A Gastromotiva tem como ponto de partida a intenção de promover transformação social a partir da comida. A iniciativa, trazida para o Brasil pelos chefs Massimo Bottura, David Hertz e pela jornalista Ale Forbes, inclui projetos como cursos de capacitação em cozinha, curso de empreendedores e o Refettorio Gastromotiva. Foi deste último que eu participei no dia 21 de junho, uma quinta-feira. A minha experiência no Refettorio consistiu em servir o jantar gratuito para pessoas em condição de vulnerabilidade social.

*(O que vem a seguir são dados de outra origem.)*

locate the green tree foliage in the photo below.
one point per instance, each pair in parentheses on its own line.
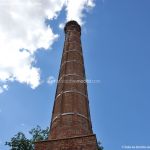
(20,142)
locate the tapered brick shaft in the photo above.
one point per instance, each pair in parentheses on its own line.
(71,115)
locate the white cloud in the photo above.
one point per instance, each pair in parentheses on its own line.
(23,31)
(22,26)
(75,9)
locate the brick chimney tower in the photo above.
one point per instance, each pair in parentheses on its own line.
(71,127)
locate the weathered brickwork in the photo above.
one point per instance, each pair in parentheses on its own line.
(76,143)
(71,127)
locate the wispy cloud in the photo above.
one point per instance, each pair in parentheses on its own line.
(23,31)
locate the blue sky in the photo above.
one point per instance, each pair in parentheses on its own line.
(116,47)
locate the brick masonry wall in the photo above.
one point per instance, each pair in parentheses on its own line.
(76,143)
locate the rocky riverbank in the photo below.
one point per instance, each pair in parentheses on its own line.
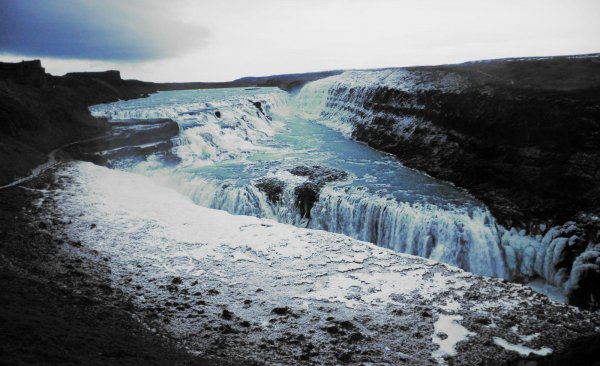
(58,304)
(522,135)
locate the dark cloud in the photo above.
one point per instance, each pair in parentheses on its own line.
(125,30)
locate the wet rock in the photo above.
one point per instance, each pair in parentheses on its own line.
(272,187)
(307,194)
(280,311)
(332,329)
(319,174)
(226,314)
(245,324)
(344,357)
(355,337)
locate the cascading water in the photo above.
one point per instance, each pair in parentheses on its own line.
(232,138)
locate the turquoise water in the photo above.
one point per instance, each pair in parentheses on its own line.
(232,137)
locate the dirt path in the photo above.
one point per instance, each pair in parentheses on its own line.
(52,161)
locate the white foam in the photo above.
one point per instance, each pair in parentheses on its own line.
(520,349)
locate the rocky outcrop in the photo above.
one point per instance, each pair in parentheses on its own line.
(40,112)
(523,136)
(128,139)
(307,192)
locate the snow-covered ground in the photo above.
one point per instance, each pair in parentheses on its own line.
(275,293)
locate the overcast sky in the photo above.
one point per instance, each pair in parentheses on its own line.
(187,40)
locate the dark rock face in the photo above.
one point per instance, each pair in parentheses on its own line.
(40,112)
(307,193)
(523,136)
(129,139)
(319,174)
(272,187)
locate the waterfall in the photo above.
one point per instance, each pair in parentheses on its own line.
(230,126)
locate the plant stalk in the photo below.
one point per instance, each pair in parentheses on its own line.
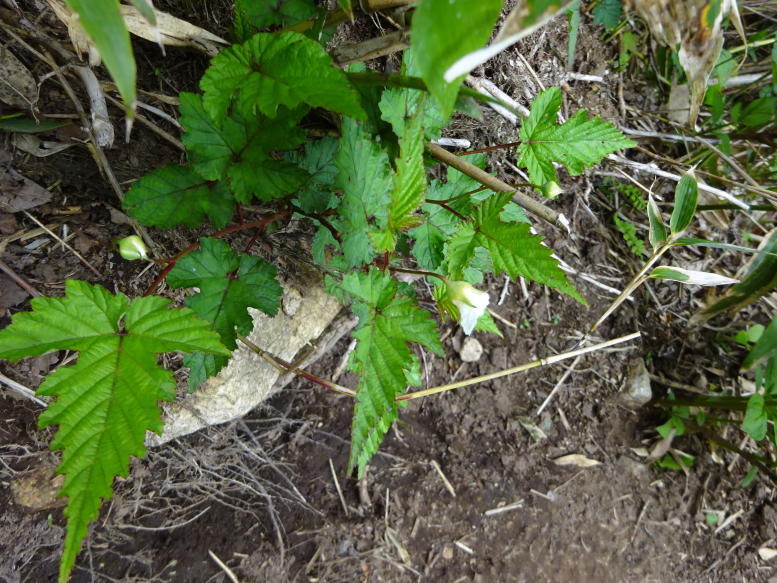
(497,185)
(516,369)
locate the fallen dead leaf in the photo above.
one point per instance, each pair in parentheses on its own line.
(17,85)
(576,459)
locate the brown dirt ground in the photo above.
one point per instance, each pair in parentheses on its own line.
(260,494)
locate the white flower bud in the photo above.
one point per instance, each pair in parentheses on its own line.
(132,248)
(470,302)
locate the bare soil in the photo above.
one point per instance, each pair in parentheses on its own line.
(462,490)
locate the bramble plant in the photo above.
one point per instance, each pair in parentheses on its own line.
(366,189)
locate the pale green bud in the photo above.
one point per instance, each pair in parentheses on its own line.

A comida é pensada por um(a) chef, feita na cozinha do local e servida para pouco mais de 70 pessoas acomodadas no salão principal. Somos instruídos sobre a limpeza necessária para servimos a comida e sobre como devemos nos movimentar pelo salão (“No salão nunca andamos para trás”). Com o pensamento entre o teatro de Roy Strong e o filme Estômago, entre o ritual e a identificação, observei que a comida pensada por uma chef somada à apresentação dos pratos e ao serviço dividido em entrada, prato principal e sobremesa tem significado simbólico e psicológico. Essa estruturação em etapas diz respeito à camadas, uma seguida pela outra e então mais outra, indo da abertura ao desfecho, performando um teatro, movimentado pela desajeitada coreografia dos voluntários no salão, reflexo da nossa inexperiência em servir.